BIS Warns Stablecoins Fail Key Monetary Tests
The Bank for International Settlements (BIS) has issued a stark warning about the viability of stablecoins as a form of money, arguing that they fail to meet key criteria essential for a stable monetary system. According to the BIS's 2025 Annual Economic Report, stablecoins fall short in terms of "singleness," "elasticity," and "integrity," making them vulnerable to misuse and posing significant risks to financial stability and monetary sovereignty.
Stablecoins, which have been touted as a bridge between traditional finance and digital assets, are issued by private entities and do not always maintain a fixed exchange rate. This lack of stability undermines the "no-questions-asked" principle that makes conventional money effective. Hyun Song Shin, BIS’s Economic Adviser, highlighted that the value of a stablecoin can fluctuate depending on its issuer or perceived stability, as seen in past failures like TerraUSD. This variability means stablecoins fail the first test of "singleness," which requires money to be universally accepted at face value.
In addition to singleness, stablecoins also lack "elasticity," the ability of a monetary system to expand and contract its supply in response to economic shocks. Central banks use tools like interest rates and liquidity injections to achieve this, but stablecoins require significant upfront funding to mimic such flexibility. The BIS compared stablecoins to a rigid cash-in-advance setup, which cannot scale or contract in moments of crisis or heavy demand, making them unsuitable for the modern financial system.
The report also raised concerns about the "integrity" of stablecoins, noting that they are often transacted through unhosted wallets on public blockchains, making them highly vulnerable to criminal misuse. This vulnerability poses a significant threat to the integrity of the monetary system, as stablecoins can be used for illicit activities without proper oversight.

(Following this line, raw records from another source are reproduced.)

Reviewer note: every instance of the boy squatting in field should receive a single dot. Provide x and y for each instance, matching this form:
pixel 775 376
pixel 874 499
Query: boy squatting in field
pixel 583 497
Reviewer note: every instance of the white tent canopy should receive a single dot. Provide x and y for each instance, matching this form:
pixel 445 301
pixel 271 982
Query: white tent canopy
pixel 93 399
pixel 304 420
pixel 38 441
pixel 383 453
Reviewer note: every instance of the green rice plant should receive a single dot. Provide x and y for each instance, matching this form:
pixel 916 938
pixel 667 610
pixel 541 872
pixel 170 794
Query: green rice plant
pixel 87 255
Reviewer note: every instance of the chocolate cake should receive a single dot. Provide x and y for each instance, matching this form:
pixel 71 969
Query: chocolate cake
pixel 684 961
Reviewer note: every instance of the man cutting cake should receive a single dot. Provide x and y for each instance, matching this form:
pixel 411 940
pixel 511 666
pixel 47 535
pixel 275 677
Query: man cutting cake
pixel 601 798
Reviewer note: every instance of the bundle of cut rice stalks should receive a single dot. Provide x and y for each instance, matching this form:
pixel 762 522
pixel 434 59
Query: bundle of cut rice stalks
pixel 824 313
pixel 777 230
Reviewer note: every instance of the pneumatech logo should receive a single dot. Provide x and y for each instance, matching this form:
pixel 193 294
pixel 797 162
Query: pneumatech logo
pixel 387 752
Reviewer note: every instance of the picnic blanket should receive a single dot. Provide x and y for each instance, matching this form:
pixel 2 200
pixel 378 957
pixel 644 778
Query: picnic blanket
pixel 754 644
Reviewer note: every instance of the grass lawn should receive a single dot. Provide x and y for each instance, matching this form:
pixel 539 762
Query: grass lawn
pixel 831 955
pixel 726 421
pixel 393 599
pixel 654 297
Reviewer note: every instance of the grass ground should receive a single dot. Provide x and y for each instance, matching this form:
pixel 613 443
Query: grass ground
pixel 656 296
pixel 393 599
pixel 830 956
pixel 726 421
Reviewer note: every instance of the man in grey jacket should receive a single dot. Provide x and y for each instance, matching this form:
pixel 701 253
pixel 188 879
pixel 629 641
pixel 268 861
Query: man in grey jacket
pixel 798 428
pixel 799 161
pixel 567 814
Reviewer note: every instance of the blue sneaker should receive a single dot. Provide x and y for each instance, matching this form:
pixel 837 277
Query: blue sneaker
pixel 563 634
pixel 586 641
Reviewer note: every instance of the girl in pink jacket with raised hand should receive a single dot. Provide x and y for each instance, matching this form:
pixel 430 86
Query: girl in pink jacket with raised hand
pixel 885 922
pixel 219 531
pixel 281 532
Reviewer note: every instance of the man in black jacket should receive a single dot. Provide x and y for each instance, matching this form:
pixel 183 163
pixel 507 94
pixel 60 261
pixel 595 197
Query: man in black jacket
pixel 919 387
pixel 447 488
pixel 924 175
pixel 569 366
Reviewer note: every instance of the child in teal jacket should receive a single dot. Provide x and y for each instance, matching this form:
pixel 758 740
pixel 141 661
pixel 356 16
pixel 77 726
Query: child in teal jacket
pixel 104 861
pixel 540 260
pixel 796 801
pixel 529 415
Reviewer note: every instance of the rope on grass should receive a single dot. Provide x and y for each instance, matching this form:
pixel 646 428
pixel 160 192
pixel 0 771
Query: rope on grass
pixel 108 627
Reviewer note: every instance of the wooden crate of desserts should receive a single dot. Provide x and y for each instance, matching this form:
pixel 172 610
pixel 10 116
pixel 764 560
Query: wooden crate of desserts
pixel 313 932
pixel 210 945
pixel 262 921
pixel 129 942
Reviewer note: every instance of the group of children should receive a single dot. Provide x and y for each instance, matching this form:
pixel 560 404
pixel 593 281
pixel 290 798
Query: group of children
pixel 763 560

The BIS further warned that the uncontrolled use of stablecoins, especially across borders, could threaten the monetary sovereignty of smaller or developing economies. If citizens begin to favor dollar-pegged stablecoins over their national currencies, central banks may lose control over domestic monetary policy. This is particularly concerning for newer or smaller markets, where capital flight and inflation risks are already higher. Hyun Song Shin compared stablecoins to 19th-century U.S. private banknotes, which traded at different rates and caused economic instability, highlighting the historical lessons about the limitations of unsound money.
Given these findings, the BIS is calling for strict regulatory frameworks that limit the role of stablecoins. It warned against giving them the same level of trust or functionality as state-backed money. The report emphasized the need for bold action by central banks and other public authorities to push the financial system along the right path. The timing of this warning is particularly noteworthy, as it comes just days after the U.S. Senate passed the GENIUS bill, which, if approved by the House, could increase stablecoin usage across the United States and beyond.